Can std::chrono's time_point silently overflow?

#include <iostream>
#include <chrono>

int main()
{
  constexpr std::chrono::duration<float> kLastWarningMsgDuration{ 10 };

  // default time point (zero)
  std::chrono::steady_clock::time_point lastWarningMsgTime1;
  // minimum time point (some negative value)
  std::chrono::steady_clock::time_point lastWarningMsgTime2 = std::chrono::steady_clock::time_point::min();
  // current time point
  std::chrono::steady_clock::time_point lastWarningMsgTime3 = std::chrono::steady_clock::now();

  bool result1 = std::chrono::steady_clock::now() - lastWarningMsgTime1 >= kLastWarningMsgDuration;
  bool result2 = std::chrono::steady_clock::now() - lastWarningMsgTime2 >= kLastWarningMsgDuration;
  bool result3 = std::chrono::steady_clock::now() - lastWarningMsgTime3 >= kLastWarningMsgDuration;

  std::cout << result1 << std::endl;  // true, more than 10 seconds
  std::cout << result2 << std::endl;  // false ???
  std::cout << result3 << std::endl;  // false, less than 10 seconds
}

I didn't dive too deep into this but I guess the problem is that the second result overflows over what the poor 32-bit float can hold. I could live with this discovery however there's one thing which got stuck in my head and it is this presentantion's bold statement:

If you make a reasonable change that doesn't involve explicit type conversion syntax (and it compiles), you can have confidence that you have not introduced a bug.

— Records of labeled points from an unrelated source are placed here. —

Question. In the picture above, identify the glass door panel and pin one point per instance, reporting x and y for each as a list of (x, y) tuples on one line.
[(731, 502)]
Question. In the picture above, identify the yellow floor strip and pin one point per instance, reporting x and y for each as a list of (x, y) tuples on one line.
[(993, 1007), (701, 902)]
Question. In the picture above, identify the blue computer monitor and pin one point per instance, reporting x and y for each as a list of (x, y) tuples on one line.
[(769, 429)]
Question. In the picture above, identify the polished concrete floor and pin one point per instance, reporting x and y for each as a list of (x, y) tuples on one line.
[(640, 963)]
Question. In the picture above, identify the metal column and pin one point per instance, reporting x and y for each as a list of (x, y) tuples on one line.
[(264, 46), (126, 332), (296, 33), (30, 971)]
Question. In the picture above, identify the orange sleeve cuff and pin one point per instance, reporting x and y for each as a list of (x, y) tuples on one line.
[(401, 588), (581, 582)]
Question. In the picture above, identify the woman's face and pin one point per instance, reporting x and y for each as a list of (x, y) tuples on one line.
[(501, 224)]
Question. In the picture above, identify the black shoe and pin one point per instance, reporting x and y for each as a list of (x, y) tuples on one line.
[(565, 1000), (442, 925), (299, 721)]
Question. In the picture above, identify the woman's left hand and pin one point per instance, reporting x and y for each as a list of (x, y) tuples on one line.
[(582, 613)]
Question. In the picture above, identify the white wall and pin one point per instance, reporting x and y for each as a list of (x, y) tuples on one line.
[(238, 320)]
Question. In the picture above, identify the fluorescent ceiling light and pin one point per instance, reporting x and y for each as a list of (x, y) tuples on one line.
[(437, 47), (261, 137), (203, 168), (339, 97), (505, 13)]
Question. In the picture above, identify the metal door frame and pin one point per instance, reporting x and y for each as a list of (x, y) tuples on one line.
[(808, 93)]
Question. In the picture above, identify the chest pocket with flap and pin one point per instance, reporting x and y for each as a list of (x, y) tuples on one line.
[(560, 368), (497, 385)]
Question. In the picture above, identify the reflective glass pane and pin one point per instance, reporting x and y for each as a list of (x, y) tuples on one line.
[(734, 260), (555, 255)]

Well, this confidence has been quite shaken for me now. Did I misunderstand what time_point::min() does or that statement is not entirely true?

Solution

  • It's not float that's overflowing (that'd be a very large number), std::chrono::steady_clock::now() - lastWarningMsgTime2 is taking some presumably smallish positive integer and subtracting the maximum sized negative integer. Assuming std::chrono::steady_clock uses int64_t you're essentially doing:

    int64_t lastWarningMsgTime2 = std::numeric_limits<int64_t>::min();
int64_t now = 12345;
int64_t diff = now - lastWarningMsgTime2;

    This obviously overflows, as int64_t is signed this is undefined behaviour (gcc gives a large negative number as the result https://godbolt.org/z/rPYM6oj75).

    Most std::chrono implementations use signed 64-bit values in their durations, even if those durations are nanoseconds that gives you a range of nearly 600 years, therefore in normal usage the statement you've quoted would be correct. In normal usage subtracting two timestamps wouldn't overflow but yes there is no checking for overflows in std::chrono.

    There are obviously still pitfalls, subtracting time_point::min() is one of those pitfalls but I can't see a reason why you'd normally want to do that.